During her emotional outbursts, most of the time she blurts out everything she thinks and will be emotionally unavailable and will be spending her time alone(atleast that’s what she advocates), but, I knew she spends time with her friends and does things which makes her happy and she is not a person to miss any opportunity, which makes her to live in the moment and make herself happy…
I’m also in very deep emotional trouble now, since i’m in a cross roads in my career and professional life which will be decided in january…

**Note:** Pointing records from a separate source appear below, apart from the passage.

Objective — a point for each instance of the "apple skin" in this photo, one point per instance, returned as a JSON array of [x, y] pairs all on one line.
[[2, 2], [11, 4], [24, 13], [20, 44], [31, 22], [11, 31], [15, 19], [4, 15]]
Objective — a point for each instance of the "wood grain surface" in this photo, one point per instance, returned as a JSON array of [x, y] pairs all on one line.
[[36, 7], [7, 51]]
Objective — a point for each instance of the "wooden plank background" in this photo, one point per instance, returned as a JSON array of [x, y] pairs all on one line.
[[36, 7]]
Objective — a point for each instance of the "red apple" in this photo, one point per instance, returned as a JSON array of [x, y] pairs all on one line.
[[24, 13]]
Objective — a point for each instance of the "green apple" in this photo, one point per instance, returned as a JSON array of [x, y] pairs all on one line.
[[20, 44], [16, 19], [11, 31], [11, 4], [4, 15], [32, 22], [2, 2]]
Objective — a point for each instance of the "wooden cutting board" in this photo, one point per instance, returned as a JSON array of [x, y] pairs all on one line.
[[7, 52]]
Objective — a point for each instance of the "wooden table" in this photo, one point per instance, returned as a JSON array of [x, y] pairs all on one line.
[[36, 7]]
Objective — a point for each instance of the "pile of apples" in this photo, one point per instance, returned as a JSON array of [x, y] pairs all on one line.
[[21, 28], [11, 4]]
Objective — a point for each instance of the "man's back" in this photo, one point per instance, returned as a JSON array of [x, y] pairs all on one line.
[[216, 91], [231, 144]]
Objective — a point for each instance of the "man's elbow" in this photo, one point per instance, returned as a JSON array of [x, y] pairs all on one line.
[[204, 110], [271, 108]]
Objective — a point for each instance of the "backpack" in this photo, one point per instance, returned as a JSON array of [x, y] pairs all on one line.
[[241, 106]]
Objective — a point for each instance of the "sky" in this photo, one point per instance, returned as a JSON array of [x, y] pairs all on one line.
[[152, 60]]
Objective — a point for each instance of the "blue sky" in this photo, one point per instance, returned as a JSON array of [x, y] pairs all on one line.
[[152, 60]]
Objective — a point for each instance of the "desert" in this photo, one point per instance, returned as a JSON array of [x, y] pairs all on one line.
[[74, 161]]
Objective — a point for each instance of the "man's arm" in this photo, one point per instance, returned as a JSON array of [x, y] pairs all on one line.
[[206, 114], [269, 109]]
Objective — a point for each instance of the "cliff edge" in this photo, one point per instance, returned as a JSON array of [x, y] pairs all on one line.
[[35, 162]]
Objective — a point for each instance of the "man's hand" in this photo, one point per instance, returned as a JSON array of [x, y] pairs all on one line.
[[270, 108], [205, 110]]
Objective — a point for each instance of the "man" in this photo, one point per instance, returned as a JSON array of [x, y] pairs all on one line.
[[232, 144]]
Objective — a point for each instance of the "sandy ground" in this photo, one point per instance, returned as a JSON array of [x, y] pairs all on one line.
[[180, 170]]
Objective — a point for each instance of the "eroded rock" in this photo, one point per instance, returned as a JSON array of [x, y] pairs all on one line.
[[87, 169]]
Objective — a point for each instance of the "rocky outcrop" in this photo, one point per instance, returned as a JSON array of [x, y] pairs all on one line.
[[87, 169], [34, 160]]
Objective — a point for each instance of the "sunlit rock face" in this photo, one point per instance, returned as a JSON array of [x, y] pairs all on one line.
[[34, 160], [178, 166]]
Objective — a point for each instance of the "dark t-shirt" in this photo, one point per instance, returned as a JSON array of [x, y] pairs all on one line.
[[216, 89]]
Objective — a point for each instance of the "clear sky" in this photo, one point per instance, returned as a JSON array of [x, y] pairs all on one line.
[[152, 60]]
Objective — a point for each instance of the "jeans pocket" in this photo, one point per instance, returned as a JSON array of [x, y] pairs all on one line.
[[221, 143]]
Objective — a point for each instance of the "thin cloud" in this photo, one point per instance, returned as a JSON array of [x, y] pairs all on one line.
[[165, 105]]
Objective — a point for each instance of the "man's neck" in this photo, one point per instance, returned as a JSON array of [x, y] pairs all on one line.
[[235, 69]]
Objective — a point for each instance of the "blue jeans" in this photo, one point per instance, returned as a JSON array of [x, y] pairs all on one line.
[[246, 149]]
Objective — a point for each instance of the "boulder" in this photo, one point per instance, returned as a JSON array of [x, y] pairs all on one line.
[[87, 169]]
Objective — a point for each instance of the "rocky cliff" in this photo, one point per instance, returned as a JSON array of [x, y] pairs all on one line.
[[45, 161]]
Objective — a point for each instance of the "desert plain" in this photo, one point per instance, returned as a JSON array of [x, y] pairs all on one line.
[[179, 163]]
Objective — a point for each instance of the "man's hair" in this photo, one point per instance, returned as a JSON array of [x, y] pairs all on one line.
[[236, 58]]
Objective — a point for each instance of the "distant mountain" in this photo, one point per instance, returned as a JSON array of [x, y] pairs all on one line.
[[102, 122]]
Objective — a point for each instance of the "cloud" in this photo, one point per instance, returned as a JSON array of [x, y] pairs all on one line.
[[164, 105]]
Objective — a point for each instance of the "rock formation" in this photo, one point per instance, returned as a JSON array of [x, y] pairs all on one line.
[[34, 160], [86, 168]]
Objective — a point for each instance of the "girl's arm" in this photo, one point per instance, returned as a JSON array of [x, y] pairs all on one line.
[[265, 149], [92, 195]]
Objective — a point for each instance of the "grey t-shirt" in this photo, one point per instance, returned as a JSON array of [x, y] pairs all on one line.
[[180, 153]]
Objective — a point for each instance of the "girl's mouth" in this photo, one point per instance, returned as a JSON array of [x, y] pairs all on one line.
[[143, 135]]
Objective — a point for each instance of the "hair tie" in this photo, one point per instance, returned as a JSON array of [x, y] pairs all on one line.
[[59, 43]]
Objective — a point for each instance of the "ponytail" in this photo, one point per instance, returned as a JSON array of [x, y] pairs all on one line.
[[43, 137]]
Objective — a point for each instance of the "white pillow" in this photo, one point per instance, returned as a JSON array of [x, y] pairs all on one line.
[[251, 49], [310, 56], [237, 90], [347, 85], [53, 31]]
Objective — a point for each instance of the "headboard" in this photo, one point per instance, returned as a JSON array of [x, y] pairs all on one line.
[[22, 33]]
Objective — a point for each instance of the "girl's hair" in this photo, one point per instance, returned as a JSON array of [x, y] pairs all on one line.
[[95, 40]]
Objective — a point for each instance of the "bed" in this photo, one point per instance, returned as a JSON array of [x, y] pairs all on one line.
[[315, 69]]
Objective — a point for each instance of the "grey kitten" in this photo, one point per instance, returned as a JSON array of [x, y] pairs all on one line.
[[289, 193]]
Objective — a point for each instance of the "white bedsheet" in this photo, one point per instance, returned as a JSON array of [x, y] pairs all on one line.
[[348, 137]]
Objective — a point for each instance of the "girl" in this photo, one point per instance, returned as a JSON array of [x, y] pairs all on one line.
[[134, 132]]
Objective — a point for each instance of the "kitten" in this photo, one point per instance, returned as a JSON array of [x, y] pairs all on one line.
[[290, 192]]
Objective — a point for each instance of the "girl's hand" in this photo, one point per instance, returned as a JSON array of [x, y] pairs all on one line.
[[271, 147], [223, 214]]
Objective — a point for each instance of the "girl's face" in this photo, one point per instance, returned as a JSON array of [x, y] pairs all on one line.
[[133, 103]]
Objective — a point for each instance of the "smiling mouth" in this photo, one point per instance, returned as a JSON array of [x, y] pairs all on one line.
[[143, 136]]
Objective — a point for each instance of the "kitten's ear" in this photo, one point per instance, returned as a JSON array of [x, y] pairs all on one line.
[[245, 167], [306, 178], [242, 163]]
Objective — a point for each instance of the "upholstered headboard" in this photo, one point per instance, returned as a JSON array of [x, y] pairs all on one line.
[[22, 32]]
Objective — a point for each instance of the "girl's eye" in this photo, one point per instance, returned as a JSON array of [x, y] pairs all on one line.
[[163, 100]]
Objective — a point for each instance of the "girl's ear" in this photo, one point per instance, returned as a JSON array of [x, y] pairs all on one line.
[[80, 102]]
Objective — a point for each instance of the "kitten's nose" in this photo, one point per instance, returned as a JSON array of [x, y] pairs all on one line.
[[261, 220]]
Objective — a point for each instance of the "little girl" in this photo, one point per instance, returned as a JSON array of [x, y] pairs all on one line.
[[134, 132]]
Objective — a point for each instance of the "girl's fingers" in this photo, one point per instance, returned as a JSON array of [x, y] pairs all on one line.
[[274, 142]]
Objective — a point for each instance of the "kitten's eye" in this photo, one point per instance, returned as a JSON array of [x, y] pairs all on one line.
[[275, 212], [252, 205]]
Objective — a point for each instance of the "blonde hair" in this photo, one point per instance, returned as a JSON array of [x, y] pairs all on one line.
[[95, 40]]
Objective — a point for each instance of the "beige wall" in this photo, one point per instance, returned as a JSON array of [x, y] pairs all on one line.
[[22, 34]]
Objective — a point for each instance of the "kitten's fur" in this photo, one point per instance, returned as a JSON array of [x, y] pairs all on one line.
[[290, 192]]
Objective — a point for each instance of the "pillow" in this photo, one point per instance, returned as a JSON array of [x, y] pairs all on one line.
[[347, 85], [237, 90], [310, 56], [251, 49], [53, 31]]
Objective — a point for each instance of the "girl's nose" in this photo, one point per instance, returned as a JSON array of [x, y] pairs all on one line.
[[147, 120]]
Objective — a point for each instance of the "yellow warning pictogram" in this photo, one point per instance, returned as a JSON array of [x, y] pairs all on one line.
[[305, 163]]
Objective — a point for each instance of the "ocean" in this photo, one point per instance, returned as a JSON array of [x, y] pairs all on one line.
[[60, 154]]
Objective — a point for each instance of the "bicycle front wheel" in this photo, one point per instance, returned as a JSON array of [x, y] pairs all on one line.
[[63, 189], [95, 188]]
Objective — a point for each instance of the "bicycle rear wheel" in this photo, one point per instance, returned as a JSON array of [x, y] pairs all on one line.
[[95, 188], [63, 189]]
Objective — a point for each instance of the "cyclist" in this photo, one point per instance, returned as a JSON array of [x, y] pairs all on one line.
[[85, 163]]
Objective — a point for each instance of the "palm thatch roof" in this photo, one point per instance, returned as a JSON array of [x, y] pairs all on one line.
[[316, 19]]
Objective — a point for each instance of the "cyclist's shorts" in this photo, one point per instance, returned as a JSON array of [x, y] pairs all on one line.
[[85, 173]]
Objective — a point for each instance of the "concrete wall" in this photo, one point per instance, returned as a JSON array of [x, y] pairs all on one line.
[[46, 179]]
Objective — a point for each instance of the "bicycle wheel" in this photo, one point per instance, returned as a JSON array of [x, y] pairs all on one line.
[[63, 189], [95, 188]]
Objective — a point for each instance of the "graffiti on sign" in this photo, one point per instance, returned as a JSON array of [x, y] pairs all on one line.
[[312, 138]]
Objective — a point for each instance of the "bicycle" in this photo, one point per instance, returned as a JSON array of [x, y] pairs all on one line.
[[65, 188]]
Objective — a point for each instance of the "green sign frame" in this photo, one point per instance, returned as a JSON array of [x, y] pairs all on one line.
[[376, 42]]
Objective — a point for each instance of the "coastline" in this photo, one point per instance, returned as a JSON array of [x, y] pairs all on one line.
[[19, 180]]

I feel so bad and wrecked and want to run away to a place where no one knows me and just spend some time untill everything gets settled, which i can’t… I JUST DON’T KNOW WHAT TO DO WITH ALL THESE COMMOTIONS AND CONFUSIONS…. I HATE THIS LIFE!!!!
SORRY FOR BEING OVER EMOTIONAL…SIGNING OFF FOR NOW!!
November 4, 2016 at 11:08 am #119627AnonymousGuestDear Liquidsnake:
I am sorry you are so distressed.
I am confused as well, about your situation. On one hand, this woman seems to be so much trouble for you; on the other hand you seem to want her attention (but not so in your last paragraph). I don’t know. Like I just wrote, I am confused.
I don’t know what will be decided January. I sure hope you get to relax and calm yourself. Stay away from anything and anyone that you CAN stay away from so that you can be calmer.